In vielerlei Hinsicht trägt die Absurdität von Like a Dragon dazu bei, dass die zarteren Momente besser zur Geltung kommen. Der Kontrast zwischen dem Kampf an der Seite einer niedlichen Katze und dem Gespräch mit Saeko einen Moment später, in dem sie von der schwierigen Beziehung zu ihrer Zwillingsschwester erzählt, holt einen auf den Boden der Tatsachen zurück. Diese schönen, zutiefst persönlichen Momente sind nie zum Lachen, sondern werden mit viel Feingefühl behandelt, und die verblüffenden Kämpfe, die um sie herum stattfinden, machen sie nur noch spezieller.

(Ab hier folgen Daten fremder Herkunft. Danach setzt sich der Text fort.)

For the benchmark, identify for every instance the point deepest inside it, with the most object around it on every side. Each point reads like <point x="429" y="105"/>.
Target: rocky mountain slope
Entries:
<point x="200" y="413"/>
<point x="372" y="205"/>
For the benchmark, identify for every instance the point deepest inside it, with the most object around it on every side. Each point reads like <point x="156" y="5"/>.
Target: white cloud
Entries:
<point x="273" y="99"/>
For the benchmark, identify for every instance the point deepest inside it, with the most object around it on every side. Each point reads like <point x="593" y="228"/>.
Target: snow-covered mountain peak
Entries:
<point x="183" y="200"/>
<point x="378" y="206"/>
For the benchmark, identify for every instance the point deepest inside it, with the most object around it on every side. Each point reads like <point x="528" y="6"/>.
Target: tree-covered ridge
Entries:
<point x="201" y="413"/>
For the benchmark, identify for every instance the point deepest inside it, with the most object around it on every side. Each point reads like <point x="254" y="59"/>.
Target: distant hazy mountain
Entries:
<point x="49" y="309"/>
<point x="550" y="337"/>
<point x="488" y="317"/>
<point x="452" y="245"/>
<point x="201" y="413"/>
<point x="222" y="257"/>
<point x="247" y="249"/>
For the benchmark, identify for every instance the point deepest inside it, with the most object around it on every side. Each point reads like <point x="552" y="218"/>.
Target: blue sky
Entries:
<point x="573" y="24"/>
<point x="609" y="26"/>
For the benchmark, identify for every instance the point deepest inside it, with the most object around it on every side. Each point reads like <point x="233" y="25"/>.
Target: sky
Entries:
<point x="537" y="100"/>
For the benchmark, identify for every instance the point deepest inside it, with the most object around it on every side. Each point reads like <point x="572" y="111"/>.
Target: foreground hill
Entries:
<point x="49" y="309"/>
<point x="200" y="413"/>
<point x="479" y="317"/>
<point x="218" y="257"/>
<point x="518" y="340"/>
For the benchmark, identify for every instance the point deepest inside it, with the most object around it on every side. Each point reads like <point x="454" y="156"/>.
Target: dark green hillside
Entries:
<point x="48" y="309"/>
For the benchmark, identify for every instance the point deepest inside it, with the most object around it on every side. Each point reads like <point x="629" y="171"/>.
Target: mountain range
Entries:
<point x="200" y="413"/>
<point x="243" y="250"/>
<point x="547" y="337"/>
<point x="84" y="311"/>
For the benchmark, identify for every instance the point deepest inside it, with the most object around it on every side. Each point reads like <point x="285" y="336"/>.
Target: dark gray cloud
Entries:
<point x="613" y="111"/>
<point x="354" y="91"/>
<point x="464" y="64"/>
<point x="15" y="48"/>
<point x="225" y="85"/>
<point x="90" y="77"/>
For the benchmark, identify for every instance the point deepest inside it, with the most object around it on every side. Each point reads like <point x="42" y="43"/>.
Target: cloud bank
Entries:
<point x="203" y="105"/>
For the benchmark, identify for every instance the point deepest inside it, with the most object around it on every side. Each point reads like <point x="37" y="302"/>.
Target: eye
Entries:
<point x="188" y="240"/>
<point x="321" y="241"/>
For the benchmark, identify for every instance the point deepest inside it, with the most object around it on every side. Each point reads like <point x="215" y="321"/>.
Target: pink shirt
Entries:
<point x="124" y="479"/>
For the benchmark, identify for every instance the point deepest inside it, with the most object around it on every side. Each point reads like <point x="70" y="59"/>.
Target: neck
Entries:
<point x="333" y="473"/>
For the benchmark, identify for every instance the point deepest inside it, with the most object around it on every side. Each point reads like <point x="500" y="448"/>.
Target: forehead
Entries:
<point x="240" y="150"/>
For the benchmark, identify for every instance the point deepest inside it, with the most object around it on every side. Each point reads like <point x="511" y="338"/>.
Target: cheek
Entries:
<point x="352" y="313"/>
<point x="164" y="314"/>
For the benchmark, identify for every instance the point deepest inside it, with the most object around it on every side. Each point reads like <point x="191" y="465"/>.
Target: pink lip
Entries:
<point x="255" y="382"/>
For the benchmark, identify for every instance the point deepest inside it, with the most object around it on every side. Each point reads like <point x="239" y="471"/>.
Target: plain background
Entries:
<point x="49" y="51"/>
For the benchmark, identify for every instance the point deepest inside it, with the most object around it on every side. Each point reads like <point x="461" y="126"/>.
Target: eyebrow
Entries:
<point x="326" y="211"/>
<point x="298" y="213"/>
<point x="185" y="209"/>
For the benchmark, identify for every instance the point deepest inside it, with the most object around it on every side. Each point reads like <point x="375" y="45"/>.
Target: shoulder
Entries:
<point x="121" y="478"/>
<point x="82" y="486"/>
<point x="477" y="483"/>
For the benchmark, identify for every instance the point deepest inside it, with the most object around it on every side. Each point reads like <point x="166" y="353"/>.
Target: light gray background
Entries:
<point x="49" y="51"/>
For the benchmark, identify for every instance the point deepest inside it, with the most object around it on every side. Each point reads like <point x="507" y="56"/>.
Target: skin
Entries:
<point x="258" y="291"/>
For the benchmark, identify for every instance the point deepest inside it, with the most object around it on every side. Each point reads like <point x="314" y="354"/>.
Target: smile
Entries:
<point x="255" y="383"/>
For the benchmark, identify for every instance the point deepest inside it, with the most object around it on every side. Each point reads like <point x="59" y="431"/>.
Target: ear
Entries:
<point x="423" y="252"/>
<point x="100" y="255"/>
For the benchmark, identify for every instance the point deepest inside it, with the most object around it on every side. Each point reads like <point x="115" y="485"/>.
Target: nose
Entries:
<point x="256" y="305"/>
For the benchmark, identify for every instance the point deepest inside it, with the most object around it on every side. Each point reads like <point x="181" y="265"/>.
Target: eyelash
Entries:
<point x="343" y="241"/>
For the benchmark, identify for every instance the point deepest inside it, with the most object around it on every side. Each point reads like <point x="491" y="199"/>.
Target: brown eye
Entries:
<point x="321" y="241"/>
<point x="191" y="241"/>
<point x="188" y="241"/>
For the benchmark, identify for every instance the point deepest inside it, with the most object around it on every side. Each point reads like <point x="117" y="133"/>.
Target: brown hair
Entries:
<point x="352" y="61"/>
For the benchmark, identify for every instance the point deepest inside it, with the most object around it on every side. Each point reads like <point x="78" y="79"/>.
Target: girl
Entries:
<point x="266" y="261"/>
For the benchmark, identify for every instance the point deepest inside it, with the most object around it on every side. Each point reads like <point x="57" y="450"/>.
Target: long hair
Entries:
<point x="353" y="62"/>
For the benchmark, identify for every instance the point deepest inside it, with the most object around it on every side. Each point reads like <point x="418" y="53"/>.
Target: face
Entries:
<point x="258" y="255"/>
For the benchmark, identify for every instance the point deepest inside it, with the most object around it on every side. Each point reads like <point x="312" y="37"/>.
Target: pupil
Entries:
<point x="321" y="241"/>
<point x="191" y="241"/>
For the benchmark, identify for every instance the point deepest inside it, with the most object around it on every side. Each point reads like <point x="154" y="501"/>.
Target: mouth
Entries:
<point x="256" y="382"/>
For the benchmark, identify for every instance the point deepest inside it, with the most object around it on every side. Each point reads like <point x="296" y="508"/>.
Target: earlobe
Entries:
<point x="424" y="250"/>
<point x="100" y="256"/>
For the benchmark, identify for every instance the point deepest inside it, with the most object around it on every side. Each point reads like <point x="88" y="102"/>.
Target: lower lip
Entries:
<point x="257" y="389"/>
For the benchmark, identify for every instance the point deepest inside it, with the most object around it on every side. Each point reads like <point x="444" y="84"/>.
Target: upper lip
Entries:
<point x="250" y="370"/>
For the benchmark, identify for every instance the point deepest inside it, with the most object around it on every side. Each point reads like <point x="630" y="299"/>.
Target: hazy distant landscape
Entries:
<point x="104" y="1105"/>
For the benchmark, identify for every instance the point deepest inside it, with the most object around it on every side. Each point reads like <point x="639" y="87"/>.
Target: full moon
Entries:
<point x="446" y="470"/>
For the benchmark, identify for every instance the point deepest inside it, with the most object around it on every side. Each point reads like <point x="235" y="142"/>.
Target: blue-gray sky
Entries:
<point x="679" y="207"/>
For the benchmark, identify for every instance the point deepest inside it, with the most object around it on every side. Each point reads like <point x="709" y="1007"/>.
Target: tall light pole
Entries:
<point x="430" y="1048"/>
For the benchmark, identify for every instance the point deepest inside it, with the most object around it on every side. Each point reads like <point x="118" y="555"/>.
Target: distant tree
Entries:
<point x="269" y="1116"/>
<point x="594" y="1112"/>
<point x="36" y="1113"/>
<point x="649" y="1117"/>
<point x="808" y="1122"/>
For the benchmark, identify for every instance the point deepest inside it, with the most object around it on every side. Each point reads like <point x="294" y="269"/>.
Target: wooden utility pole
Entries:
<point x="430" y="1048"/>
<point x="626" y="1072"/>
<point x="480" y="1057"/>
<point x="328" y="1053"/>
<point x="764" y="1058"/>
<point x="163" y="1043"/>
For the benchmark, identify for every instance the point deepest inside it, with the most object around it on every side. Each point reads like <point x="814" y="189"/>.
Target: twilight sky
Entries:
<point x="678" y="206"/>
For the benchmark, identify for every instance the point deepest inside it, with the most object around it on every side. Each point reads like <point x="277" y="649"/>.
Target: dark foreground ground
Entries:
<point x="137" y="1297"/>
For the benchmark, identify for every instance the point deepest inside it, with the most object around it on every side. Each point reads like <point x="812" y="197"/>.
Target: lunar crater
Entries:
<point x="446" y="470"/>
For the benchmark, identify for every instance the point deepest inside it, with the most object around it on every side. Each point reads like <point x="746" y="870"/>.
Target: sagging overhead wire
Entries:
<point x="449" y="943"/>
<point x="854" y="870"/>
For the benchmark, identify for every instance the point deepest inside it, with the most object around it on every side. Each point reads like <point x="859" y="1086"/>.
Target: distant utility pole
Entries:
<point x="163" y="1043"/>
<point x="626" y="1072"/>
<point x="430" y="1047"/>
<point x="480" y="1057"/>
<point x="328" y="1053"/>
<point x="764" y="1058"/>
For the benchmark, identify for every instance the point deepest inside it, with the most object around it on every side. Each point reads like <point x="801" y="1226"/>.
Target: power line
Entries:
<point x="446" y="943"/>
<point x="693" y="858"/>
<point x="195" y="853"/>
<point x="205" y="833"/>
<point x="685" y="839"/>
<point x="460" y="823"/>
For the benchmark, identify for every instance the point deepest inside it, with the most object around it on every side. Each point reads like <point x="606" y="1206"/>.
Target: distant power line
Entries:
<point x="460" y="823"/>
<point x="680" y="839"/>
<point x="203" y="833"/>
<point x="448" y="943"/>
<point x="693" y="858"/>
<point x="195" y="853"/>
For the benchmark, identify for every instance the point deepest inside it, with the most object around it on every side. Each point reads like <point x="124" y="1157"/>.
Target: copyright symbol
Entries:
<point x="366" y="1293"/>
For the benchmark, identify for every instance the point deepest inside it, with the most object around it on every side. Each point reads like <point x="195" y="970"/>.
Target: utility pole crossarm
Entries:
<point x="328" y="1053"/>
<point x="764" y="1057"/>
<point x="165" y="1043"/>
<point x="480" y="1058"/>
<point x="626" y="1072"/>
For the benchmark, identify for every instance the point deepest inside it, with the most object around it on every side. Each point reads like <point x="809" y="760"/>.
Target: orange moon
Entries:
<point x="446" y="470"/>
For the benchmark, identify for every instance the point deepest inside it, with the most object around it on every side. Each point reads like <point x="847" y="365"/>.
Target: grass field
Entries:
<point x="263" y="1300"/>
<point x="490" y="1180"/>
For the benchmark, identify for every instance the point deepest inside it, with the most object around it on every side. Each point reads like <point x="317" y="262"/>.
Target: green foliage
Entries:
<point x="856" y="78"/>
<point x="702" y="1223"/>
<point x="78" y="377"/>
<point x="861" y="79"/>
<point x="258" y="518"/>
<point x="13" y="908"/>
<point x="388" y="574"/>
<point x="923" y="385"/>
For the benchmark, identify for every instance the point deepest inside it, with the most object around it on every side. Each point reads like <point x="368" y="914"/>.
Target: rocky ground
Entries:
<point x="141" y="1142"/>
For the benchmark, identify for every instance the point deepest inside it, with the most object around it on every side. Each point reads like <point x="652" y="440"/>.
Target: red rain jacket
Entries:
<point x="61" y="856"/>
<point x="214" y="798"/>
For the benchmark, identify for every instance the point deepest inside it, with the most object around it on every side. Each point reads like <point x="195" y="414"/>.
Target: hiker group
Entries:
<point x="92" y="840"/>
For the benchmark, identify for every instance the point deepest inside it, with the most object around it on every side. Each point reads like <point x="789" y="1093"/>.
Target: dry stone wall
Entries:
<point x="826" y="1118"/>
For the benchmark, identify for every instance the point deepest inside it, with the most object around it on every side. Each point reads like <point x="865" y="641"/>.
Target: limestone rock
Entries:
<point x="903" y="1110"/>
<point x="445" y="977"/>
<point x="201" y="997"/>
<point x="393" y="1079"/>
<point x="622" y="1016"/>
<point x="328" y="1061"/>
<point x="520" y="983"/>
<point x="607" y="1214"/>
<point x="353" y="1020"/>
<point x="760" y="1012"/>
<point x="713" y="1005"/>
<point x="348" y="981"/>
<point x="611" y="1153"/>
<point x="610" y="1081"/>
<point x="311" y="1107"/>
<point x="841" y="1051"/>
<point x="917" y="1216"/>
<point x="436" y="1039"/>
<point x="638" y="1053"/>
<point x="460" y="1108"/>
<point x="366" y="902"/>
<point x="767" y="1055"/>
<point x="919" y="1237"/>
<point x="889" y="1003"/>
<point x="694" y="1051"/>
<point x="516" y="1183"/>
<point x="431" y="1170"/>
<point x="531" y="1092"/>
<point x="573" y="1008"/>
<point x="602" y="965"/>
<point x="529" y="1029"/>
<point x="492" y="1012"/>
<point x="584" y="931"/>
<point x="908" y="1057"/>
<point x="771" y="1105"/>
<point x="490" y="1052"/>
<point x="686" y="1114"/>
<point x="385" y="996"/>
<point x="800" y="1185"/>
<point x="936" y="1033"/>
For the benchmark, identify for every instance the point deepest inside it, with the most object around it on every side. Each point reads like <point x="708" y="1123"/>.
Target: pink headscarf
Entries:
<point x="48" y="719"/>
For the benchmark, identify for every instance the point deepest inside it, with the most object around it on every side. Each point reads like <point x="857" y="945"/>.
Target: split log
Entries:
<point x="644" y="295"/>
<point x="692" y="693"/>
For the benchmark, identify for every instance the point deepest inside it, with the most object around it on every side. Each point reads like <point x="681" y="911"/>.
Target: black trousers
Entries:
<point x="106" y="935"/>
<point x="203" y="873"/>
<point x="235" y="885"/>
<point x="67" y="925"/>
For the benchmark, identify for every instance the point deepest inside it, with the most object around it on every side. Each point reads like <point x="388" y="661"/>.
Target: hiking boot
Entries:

Like a Dragon weiß, wann man Spaß haben und wann man die Dinge ernst nehmen muss. Es ist ein Spiel, das das Beste daraus macht, ein Videospiel zu sein, ein Konzept, das von Natur aus Spaß macht. Warum jemanden mit einem Messer erstechen, wenn man ihn mit einem mythischen Baseballschläger aus dem Boden stampfen kann, der scheinbar magische Eigenschaften hat? In keinem anderen Spiel würde ich akzeptieren, dass ein Obdachloser einen Plüschanzug und eine Krawatte trägt, um seine tägliche Jagd nach Münzen unter Automaten durchzuführen. Aber Like a Dragon schafft einen Präzedenzfall für Schrägheit und lässt nicht locker. Like a Dragon hat keine Angst davor, Spaß zu machen.